Miguel Pereira, diretor da Contraf, tem sido figura de proa no desenvolvimento da discussão sobre construção de uma organização sindical do ramo financeiro em todo o país. A tendência mundial de organizar os trabalhadores de maneira mais ampla tem pouco eco no Brasil, onde a divisão por categoria profissional remonta à criação das leis trabalhistas, que atrelou a organização dos trabalhadores aos moldes definidos pelo Estado.

A Contraf é a materialização desta tendência no movimento sindical bancário brasileiro. A Confederação tem apenas dois anos e substituiu a antiga Confederação Nacional dos Bancários, que seguia o modelo antigo de organização dos trabalhadores. Miguel Pereira viaja pelo Brasil, visitando sindicatos e afirmando: “A Contraf não é uma grife”. O UNIDADE conversou com Miguel sobre este movimento de mudança para esclarecer toda a amplitude do novo conceito.
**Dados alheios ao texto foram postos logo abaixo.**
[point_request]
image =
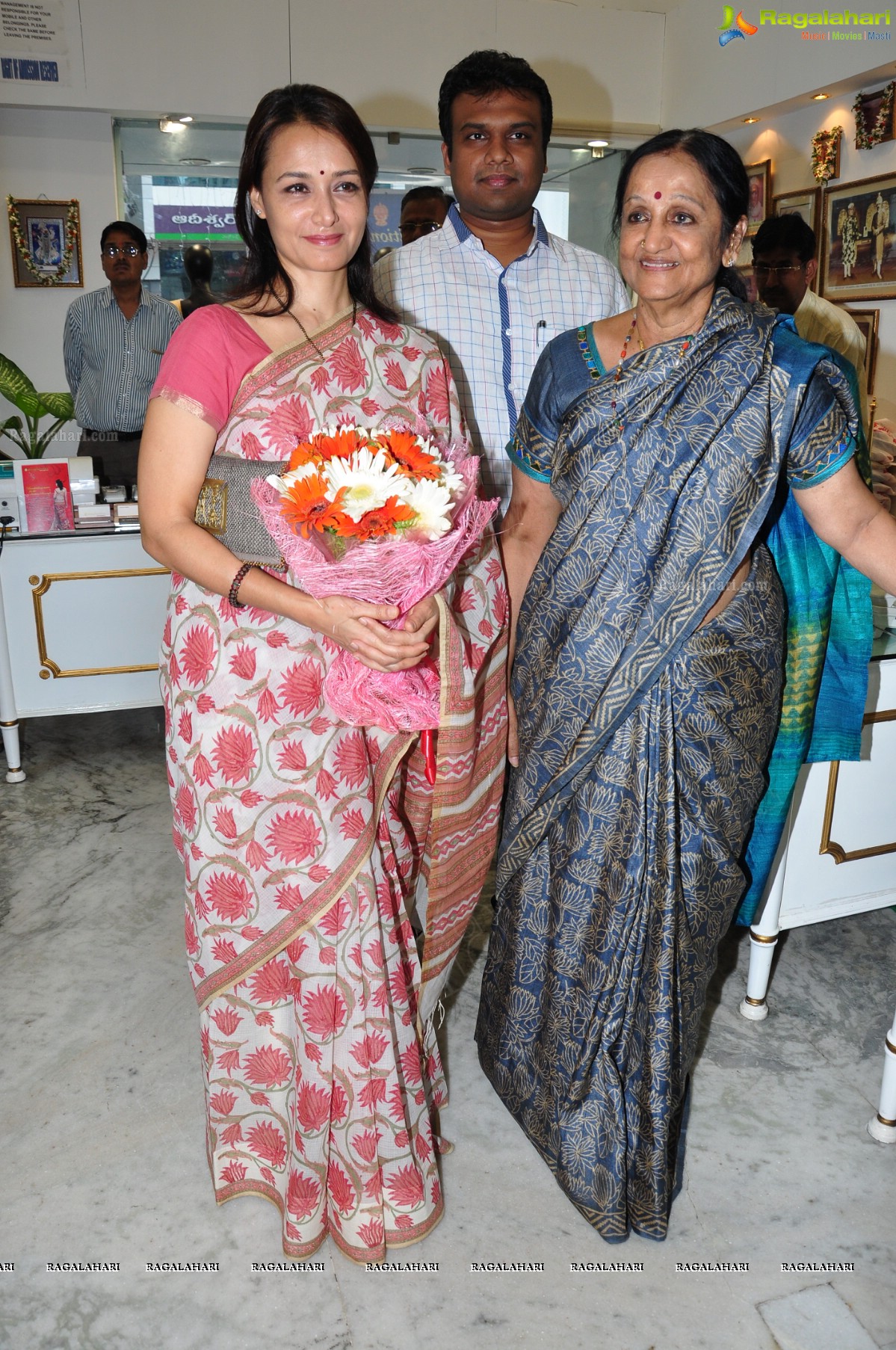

UNIDADE Informativo – Por que o movimento sindical bancário entendeu que deveria fundar a Contraf?.
Miguel Pereira – Nós tínhamos a CNB – Confederação Nacional dos Bancários e, num debate político e de contextualização, bastante contemporâneo, entendemos que era importante fundar a Contraf, para abranger todos os trabalhadores do ramo financeiro. O movimento sindical bancário talvez não tenha ainda percebido esta simbologia em toda a sua extensão. Percebeu em parte, porque aprovou a criação da nova entidade – foi ao congresso, aprovou a construção da Contraf, a reformulação e os sindicatos se filiaram.
O que acontece é que a construção da Contraf coloca em cheque toda a estrutura sindical. Isto já aconteceu antes, com a construção da CUT enquanto central, que colocou em cheque não só os princípios, mas toda uma estrutura sindical vigente que era estatal, corporativa, imediatista. A CUT rompe com isso e diz que os trabalhadores são protagonistas da própria história. O papel que as entidades sindicais têm, ou devem ter, é muito maior, amplia a relação capital-trabalho. As entidades têm uma série de necessidades e são um ator social e, como tal, têm que estar representadas nos espaços. A visão legalista e corporativa da CLT não dava esta dimensão, esta amplitude social, ao papel do sindicato. Em 1983, quando acontece o CONCLAT (I Congresso Nacional da Classe Trabalhadora), os trabalhadores, à época, fizeram esta reflexão e criaram a Central. A organização dos trabalhadores enquanto ramos de atividade, perseguindo o conceito de cadeia produtiva, é um dos propósitos da CUT. Quando a Contraf se propõe a fazer a alteração de Bancários para Ramo Financeiro, é por entender que, se existe uma cadeia produtiva, os trabalhadores desta cadeia tem que se organizar em torno desta atividade.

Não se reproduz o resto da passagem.